Russia claims LUKoil sale a great success

  • 2002-12-12
  • Dmitry Zaks
MOSCOW

Russia hailed as a great success its sudden Dec. 5 sale of a stake in LUKoil for nearly 775 million euros in a London Stock Exchange auction at which analysts said Moscow learned from past errors of poor market play.

"The deal is done, and I would like to grade it as very successful," Prime Minister Mikhail Kasyanov told a Cabinet meeting of this week's auction of a 5.9 percent hold in Russia's number one oil producer. "The market judges it as such as well," he added.

Taking advantage of a modest recovery in global markets, the Russian government sold the stake. The proceeds fell just short of an $800 million target Moscow had set over the summer, when in early August authorities abruptly cancelled a planned sale after realizing that it would not earn the cash it was counting on because of a serious drop in global markets.

Those markets have since rallied and the Russian government decided to stage the sale this year, but without first briefing most investors about the flotation.

Moscow appeared to learn from earlier mistakes. Business analysts said Russia had been forced to call off the original sale because it was outfoxed by bankers.

Investors, having been informed of the starting price and date of the upcoming August auction by LUKoil executives, played the market to lower the company's share price, market analysts in Moscow said.

They suggested the stock was dumped in August to Western hedge-funds, but refused to provide further details.
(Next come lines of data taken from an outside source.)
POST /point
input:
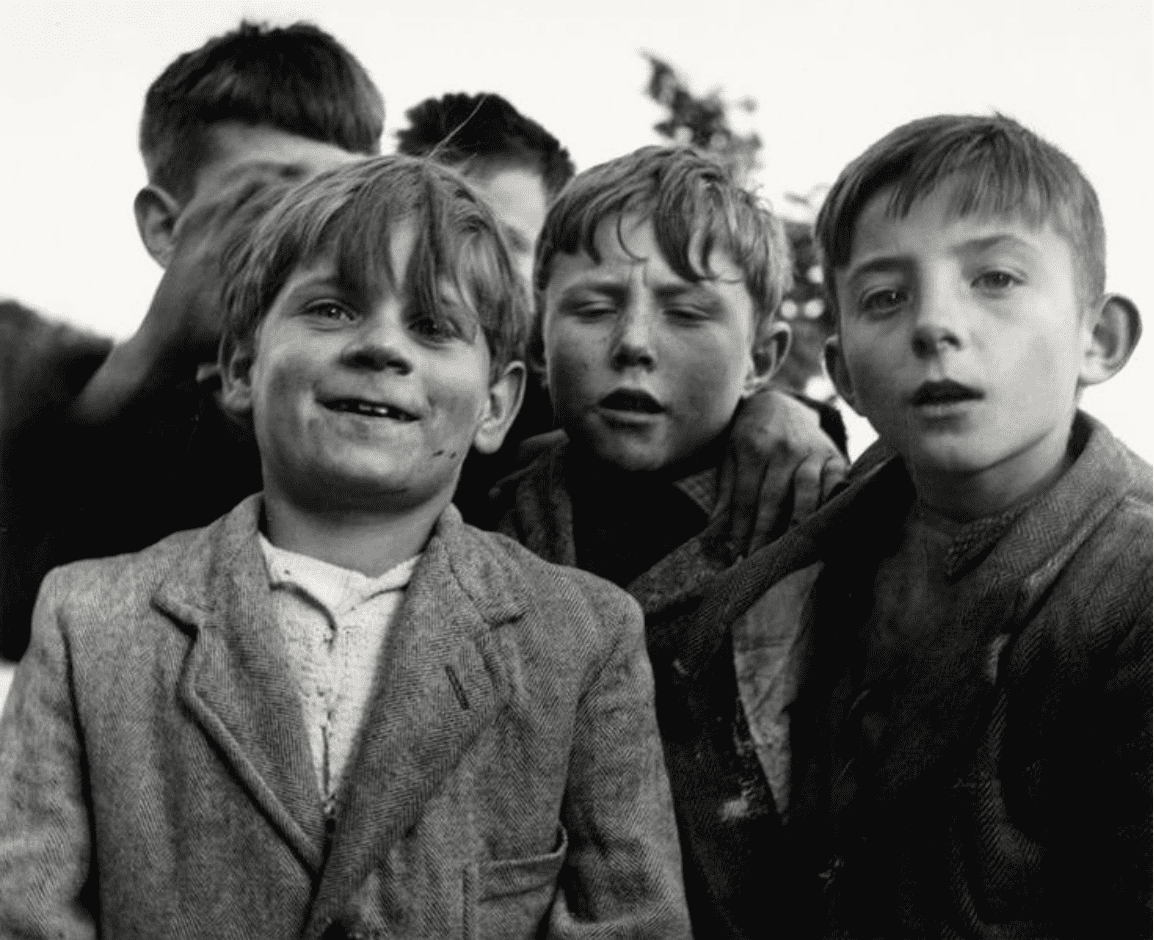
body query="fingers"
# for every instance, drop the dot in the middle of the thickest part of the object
(811, 481)
(833, 474)
(762, 478)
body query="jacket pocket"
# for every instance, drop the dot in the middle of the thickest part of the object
(511, 896)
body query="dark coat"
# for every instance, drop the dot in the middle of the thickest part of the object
(737, 873)
(156, 779)
(1010, 795)
(171, 460)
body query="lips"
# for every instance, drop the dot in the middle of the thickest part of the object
(631, 400)
(369, 408)
(945, 392)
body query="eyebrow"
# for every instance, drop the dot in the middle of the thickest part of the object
(883, 263)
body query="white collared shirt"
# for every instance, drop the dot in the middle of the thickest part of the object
(335, 623)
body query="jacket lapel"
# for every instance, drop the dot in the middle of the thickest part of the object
(237, 682)
(441, 682)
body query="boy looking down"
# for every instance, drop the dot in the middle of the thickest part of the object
(338, 711)
(658, 280)
(106, 448)
(779, 446)
(968, 624)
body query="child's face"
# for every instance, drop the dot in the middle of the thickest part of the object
(963, 340)
(235, 145)
(517, 197)
(645, 368)
(364, 400)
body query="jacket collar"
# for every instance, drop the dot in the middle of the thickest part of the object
(442, 678)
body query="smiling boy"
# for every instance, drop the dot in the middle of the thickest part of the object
(969, 622)
(338, 711)
(658, 279)
(106, 448)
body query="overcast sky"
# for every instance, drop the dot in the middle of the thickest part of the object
(830, 77)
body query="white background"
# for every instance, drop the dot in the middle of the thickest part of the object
(830, 76)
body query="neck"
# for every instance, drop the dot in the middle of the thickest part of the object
(966, 496)
(368, 542)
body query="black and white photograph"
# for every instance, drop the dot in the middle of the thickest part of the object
(604, 470)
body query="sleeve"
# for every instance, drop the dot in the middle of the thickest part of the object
(622, 875)
(45, 843)
(1118, 771)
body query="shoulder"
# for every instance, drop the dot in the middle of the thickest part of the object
(537, 457)
(43, 363)
(106, 593)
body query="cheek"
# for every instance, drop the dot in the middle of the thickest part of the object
(710, 374)
(571, 359)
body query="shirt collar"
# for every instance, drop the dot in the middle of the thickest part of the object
(336, 589)
(702, 488)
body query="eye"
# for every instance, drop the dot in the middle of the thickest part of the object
(996, 282)
(330, 311)
(434, 329)
(593, 310)
(882, 301)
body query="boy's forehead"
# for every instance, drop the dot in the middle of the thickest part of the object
(235, 147)
(937, 220)
(628, 242)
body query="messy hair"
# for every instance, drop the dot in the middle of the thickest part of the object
(294, 79)
(695, 207)
(349, 215)
(993, 165)
(485, 132)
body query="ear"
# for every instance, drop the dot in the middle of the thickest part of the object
(771, 346)
(836, 366)
(235, 361)
(156, 212)
(504, 400)
(1113, 330)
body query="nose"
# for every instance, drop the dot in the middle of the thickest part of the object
(381, 344)
(632, 339)
(938, 320)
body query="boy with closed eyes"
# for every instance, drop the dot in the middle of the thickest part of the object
(968, 623)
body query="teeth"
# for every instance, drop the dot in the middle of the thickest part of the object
(374, 411)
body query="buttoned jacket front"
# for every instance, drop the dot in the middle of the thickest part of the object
(156, 779)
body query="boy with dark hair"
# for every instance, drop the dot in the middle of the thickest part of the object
(338, 711)
(969, 622)
(107, 448)
(658, 280)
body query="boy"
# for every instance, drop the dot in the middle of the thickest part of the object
(969, 622)
(658, 279)
(515, 162)
(779, 448)
(256, 729)
(519, 167)
(107, 448)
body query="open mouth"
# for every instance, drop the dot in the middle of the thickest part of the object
(630, 400)
(369, 408)
(946, 392)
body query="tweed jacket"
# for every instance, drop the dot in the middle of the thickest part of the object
(156, 779)
(1010, 792)
(739, 878)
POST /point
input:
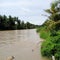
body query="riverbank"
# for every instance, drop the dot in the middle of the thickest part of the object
(22, 44)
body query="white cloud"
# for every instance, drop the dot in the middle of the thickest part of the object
(27, 10)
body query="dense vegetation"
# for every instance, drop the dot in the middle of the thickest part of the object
(13, 23)
(50, 31)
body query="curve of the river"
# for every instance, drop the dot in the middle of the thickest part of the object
(22, 44)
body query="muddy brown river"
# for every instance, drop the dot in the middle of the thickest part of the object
(22, 44)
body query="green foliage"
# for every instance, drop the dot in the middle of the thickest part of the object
(50, 31)
(13, 23)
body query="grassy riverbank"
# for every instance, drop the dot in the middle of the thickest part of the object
(50, 32)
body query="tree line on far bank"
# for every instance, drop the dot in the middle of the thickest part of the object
(13, 23)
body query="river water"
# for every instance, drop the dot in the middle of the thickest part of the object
(22, 44)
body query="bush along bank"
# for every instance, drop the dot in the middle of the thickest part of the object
(50, 32)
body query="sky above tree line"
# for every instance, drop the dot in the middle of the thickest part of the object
(26, 10)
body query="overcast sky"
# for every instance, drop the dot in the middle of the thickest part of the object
(27, 10)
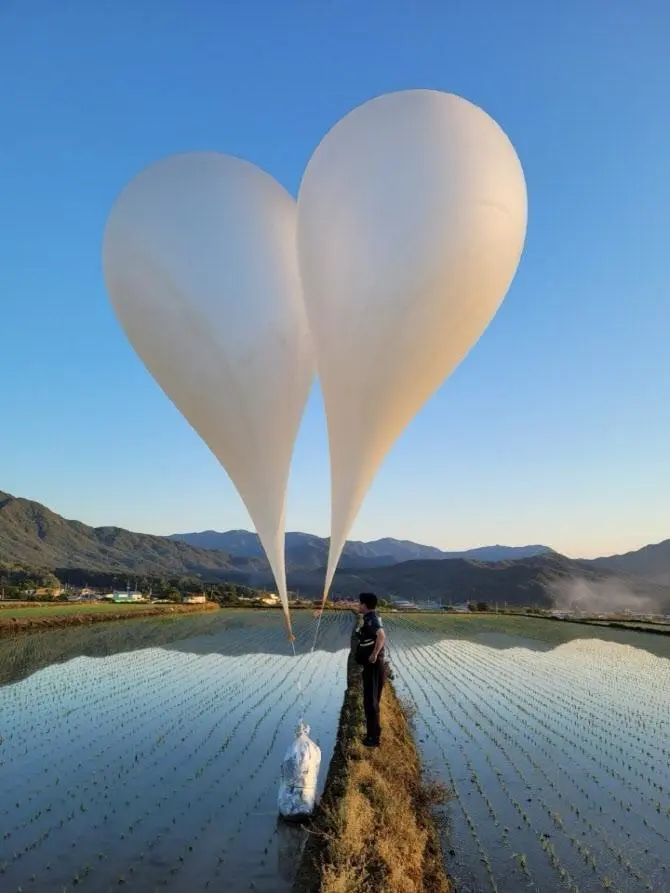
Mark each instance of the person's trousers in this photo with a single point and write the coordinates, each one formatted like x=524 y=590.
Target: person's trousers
x=374 y=676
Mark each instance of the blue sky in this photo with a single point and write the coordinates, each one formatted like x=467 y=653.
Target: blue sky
x=555 y=429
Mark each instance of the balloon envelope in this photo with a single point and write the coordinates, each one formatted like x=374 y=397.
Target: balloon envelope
x=200 y=263
x=411 y=224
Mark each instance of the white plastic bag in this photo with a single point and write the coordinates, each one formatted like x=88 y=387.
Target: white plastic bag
x=299 y=776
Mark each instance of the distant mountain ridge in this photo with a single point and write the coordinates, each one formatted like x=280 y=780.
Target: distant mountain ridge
x=33 y=535
x=304 y=548
x=651 y=562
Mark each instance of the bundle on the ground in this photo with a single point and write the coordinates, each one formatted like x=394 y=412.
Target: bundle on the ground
x=374 y=831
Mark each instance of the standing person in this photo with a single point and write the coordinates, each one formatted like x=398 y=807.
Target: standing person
x=370 y=654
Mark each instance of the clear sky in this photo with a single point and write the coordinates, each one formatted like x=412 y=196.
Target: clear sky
x=556 y=428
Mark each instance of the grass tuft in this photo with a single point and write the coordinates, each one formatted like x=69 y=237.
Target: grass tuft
x=374 y=830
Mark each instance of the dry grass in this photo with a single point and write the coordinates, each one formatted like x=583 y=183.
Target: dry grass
x=374 y=831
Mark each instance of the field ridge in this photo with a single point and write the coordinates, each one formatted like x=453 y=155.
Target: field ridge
x=374 y=829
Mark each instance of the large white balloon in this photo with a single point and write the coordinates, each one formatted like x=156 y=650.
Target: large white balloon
x=411 y=223
x=200 y=262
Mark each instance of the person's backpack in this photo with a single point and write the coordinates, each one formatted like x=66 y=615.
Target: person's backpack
x=364 y=648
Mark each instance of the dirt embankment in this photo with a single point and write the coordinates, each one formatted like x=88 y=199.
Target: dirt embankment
x=11 y=626
x=374 y=831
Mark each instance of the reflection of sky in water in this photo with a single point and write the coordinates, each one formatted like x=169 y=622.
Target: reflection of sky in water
x=556 y=755
x=160 y=765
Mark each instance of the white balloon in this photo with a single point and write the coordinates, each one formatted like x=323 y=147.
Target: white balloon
x=200 y=263
x=411 y=224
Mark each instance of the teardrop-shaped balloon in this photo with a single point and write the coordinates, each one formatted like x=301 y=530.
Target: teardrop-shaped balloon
x=411 y=223
x=200 y=263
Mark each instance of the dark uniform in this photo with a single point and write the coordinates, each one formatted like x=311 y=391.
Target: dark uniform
x=374 y=675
Meanwhile the Russian stock market dropped sharply Dec.4 as investors sold stock to buy into LUKoil, traders said.

"The cause was proximate and short-term, as investors sold oil stocks to finance the purchase of LUKoil," the United Financial Group said in a research note.

Moscow Renaissance Capital investment house, hinting it was a touch stunned by the placement by calling it "slightly hurried," also judged the sale as "reasonably successful."
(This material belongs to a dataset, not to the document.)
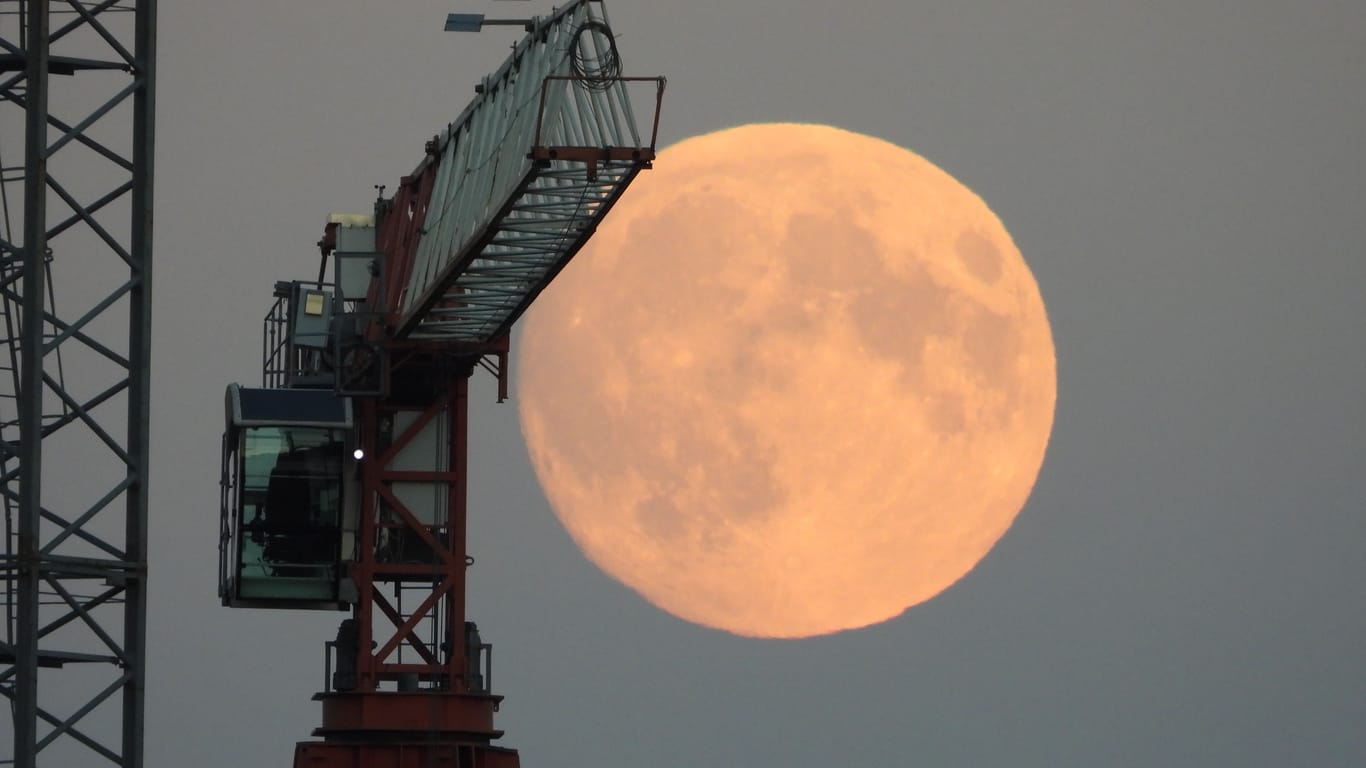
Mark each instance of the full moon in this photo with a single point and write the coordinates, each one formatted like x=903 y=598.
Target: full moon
x=799 y=381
There has been no indication so far of whether local or Western players on the Russian market were involved in the LUKoil buy-in.

The sale of LUKoil comes just two weeks before the Russian government puts up its last prized oil possession on the market - a 75 percent stake in the number seven company Slavneft, seen as one of the last big privatizations in the post Soviet era.

The Slavneft sale, long mired in controversy, gained a new dimension this week with the sudden announcement from Beijing that China National Petroleum Corporation was also planning to bid on the stake.

CNPC would be the first outsider to make any major inroads into the cut-throat but profitable Russian oil market, and the Chinese company's announcement - likely to see Slavneft's price soar high above the $1.7 billion starting price - received a muted response from the Russian government.

Russia needs the money to meet a peak in foreign debt repayments in 2003 which will total some $17 billion - nearly a quarter of Russia's $70 billion state budget for next year.